Link Prediction with get_edges_prob
I am trying to use the nested SBM for link prediction. I get the error "segmentation fault (core dumped)" running the following code.
import graph_tool.all as gt
import random
import numpy as np
G = gt.collection.data["celegansneural"]
# Advice from issue #375
G = gt.Graph(G, directed=False, prune=True)
# Find the approximate Block separation of the Network
ground_state_estimation = gt.minimize_nested_blockmodel_dl(G, mcmc_args=dict(niter=1000))
# Take 1% of the non existent edges as potential edges
potential_edges = [(v1, v2) for v1 in G.vertices() for v2 in G.vertices() if random.random() < 0.01 if not ((v1, v2) in G.edges() or v1 <= v2)]

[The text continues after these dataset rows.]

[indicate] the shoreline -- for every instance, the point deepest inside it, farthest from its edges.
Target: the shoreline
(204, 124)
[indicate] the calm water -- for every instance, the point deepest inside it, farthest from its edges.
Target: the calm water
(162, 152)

probs = [[] for _ in range(len(potential_edges))]
bs = ground_state_estimation.get_bs()
bs += [np.zeros(1)] * (10 - len(bs))
ground_state = ground_state_estimation.copy(bs=bs, sampling=True)

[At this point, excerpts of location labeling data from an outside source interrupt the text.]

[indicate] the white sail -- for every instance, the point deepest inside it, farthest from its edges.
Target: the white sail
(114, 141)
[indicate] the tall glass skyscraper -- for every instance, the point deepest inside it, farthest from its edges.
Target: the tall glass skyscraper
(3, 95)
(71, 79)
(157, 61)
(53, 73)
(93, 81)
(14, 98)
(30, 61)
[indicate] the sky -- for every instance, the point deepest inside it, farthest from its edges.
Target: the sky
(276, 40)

def collect_edge_probs(s):
for i in range(len(potential_edges)):
p = s.get_edges_prob([potential_edges[i]], entropy_args=dict(partition_dl=False)) # Here the error seems to happen
probs[i].append(p)
gt.mcmc_equilibrate(ground_state, force_niter=1000, mcmc_args=dict(niter=10), callback=collect_edge_probs)
def get_avg(p):
p = np.array(p)
p_avg = np.exp(p).mean()
return p_avg
probabilities = [(potential_edges[i][0], potential_edges[i][1], get_avg(probs[i])) for i in range(len(potential_edges))]

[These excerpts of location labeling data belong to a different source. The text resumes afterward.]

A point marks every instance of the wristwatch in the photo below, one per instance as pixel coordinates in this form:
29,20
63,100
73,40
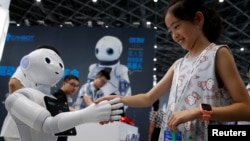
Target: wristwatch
206,111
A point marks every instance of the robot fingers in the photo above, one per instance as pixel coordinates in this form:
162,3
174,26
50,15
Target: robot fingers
117,106
115,100
115,118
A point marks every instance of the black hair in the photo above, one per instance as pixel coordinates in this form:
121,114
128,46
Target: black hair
48,47
69,77
156,105
186,10
104,73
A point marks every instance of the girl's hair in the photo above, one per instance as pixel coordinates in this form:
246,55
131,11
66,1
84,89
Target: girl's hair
186,10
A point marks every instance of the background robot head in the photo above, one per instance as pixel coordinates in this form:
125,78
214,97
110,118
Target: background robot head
108,48
43,66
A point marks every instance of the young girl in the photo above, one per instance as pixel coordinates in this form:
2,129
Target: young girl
205,84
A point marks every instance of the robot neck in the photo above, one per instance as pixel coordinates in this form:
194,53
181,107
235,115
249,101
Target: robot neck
108,63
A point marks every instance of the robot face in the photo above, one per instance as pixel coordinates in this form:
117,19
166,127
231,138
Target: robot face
43,66
108,48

probabilities = sorted(probabilities, key=lambda probabilities: probabilities[2], reverse=True)
print probabilities
The error seems to appear in the function s.get_edges_prob() during one of the later calls of the function. When running with less Monte Carlo Sweeps or a smaller network it seems to work better. I used version 2.24 (latest version I could get from the apt repository), but since then no changes in the used functions have been made.